In the Gardena shooting, local law enforcement — as it typically does in such cases — investigated the shooting. The district attorney’s office cleared Robbins of wrongdoing because it said the officer believed the man running away from him was armed and might reasonably have feared for his life.
But criminal justice reform advocates say for too long police accountability has been solely in the hands of local agencies — police policing themselves. They question if the man Robbins shot in the back was truly a threat running away and point out it was the officer’s fourth shooting, suggesting he was too quick to use deadly force.
Bradford’s bill is the latest effort to break through the wall of legal protections built up over the years that critics say shield California law enforcement officers from accountability. CalMatters was only able to obtain internal police reports and videos regarding the Gardena shooting because a 2018 law for the first time opened certain law enforcement records, including files pertaining to use of deadly force and some misconduct. Another law that went into effect this year requires the state attorney general’s office to handle investigations regarding police killings of unarmed civilians.
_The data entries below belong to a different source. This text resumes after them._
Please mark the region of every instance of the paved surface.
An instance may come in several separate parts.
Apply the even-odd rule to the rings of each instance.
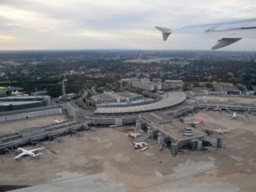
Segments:
[[[25,120],[16,120],[9,122],[0,123],[0,134],[15,132],[22,130],[25,128],[30,127],[41,127],[49,125],[55,123],[53,120],[63,121],[64,116],[59,114],[43,116],[35,118],[30,118]]]
[[[57,154],[45,150],[44,157],[18,161],[13,154],[0,156],[0,184],[34,186],[17,191],[256,191],[256,117],[236,121],[206,111],[189,119],[202,118],[198,129],[236,125],[223,136],[225,149],[172,158],[155,140],[134,150],[126,133],[102,128],[50,142]]]

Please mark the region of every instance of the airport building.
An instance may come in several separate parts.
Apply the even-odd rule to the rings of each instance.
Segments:
[[[98,107],[94,114],[101,115],[134,114],[163,110],[181,104],[185,100],[186,95],[183,92],[168,92],[161,95],[161,99],[152,103],[130,107]]]
[[[145,79],[141,79],[140,81],[133,80],[132,82],[132,86],[144,90],[155,91],[162,89],[162,83],[159,82],[149,82],[149,80],[146,81]]]
[[[162,112],[140,114],[136,123],[137,129],[147,130],[149,138],[157,139],[159,150],[169,145],[173,156],[178,150],[189,149],[201,150],[203,143],[209,143],[216,147],[221,147],[221,137],[212,137],[197,129],[187,126]]]

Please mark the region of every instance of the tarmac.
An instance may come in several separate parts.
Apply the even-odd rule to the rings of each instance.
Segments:
[[[0,156],[1,185],[31,187],[15,191],[255,191],[256,117],[234,120],[225,112],[202,111],[185,121],[203,119],[197,129],[228,127],[223,149],[170,154],[147,139],[148,149],[133,150],[123,132],[95,129],[60,141],[45,142],[43,157],[14,161]],[[136,139],[146,138],[146,133]],[[35,147],[38,147],[36,146]],[[25,147],[26,149],[33,147]]]
[[[1,123],[0,135],[16,132],[26,128],[49,125],[55,123],[54,119],[60,121],[64,120],[64,115],[54,114]]]

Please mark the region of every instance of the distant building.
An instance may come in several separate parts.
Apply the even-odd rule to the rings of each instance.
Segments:
[[[227,91],[227,95],[239,96],[241,95],[242,92],[240,90],[231,90]]]
[[[132,82],[133,82],[132,78],[123,78],[120,81],[119,81],[121,88],[131,87]]]
[[[141,81],[133,81],[132,86],[148,91],[155,91],[162,89],[161,82],[150,82],[148,78],[141,79]]]
[[[163,83],[163,89],[179,89],[183,85],[182,80],[166,80]]]

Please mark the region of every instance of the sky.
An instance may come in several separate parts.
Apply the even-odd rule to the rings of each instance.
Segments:
[[[0,0],[0,49],[210,50],[218,39],[178,28],[256,17],[255,0]],[[223,50],[256,51],[256,39]]]

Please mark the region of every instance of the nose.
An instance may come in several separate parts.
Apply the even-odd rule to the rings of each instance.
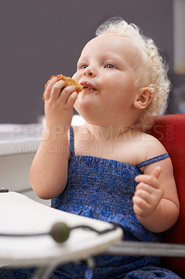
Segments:
[[[91,67],[88,66],[84,69],[83,75],[84,77],[94,77],[95,75],[95,72]]]

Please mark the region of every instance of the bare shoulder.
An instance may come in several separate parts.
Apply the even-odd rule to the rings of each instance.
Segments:
[[[137,131],[136,135],[138,138],[139,137],[141,149],[145,150],[145,160],[167,152],[163,145],[152,135],[140,131]]]

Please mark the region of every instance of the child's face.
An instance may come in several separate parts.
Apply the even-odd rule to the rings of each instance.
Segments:
[[[139,53],[131,39],[114,35],[95,38],[85,46],[73,78],[84,86],[74,107],[88,122],[125,123],[138,90],[134,66]]]

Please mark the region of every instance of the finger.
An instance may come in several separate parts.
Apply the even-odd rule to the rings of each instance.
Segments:
[[[62,90],[66,86],[66,84],[63,80],[59,80],[54,84],[51,91],[51,100],[56,100],[61,96]]]
[[[156,167],[154,168],[154,169],[152,169],[150,175],[158,179],[159,177],[159,175],[161,174],[161,171],[162,171],[161,167],[159,167],[159,166]]]
[[[67,86],[65,88],[64,88],[60,96],[61,102],[63,102],[64,104],[67,104],[69,98],[71,96],[73,92],[76,92],[75,88],[74,86]]]
[[[45,96],[45,100],[48,100],[50,98],[51,89],[54,84],[57,82],[58,77],[53,76],[51,77],[45,86],[45,91],[43,96]]]

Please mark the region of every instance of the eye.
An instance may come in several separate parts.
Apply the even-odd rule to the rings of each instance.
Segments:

“This nation has cried out — especially in Black and brown communities — for change,” Bradford told CalMatters, ticking off a list of high-profile police killings and use of force incidents from Stephon Clark in Sacramento to Oscar Grant in Oakland to Rodney King in Los Angeles. “It’s definitely overdue.”
But there’s still work to be done, he added.
“It’s one thing to pass legislation. It’s another to change the mindset and internal training and operations of law enforcement,” Bradford said.
And his bill is far from certain, as police associations and chiefs from around the state have signaled their opposition.
“No one wants to see bad officers removed from law enforcement more than good officers do,” said Brian Marvel, president of the Peace Officers Research Association of California, in a statement.
“When an officer acts in a way that is grossly inconsistent with the missions and goals of our profession, it tarnishes the badge and the great work being done day in and day out by officers keeping our families and communities safe.”
But he added that the bill as written creates a “biased and unclear process for revoking an officer’s license.”
The bill would create a new division within the state’s Commission on Peace Officer Standards and Training to investigate or review possible misconduct. A nine-member advisory board would consider the evidence and recommend whether to strip an officer of certification. The majority of that board would be civilians without policing experience, including four members who would be experts on “police accountability” and two who either personally suffered from an officer’s use of force or lost a loved one to such an incident. The commission would have final say on decertification, but language in the bill suggests they’d be expected to adopt the advisory board’s recommendations when reasonably supported by evidence.
As for what constitutes wrongdoing that could cost an officer their career, it’s unclear. The bill includes categories such as sexual assault and dishonesty but would leave it to the commission to develop a full definition of “serious misconduct” that also includes broader areas such as “abuse of power” and “physical abuse.”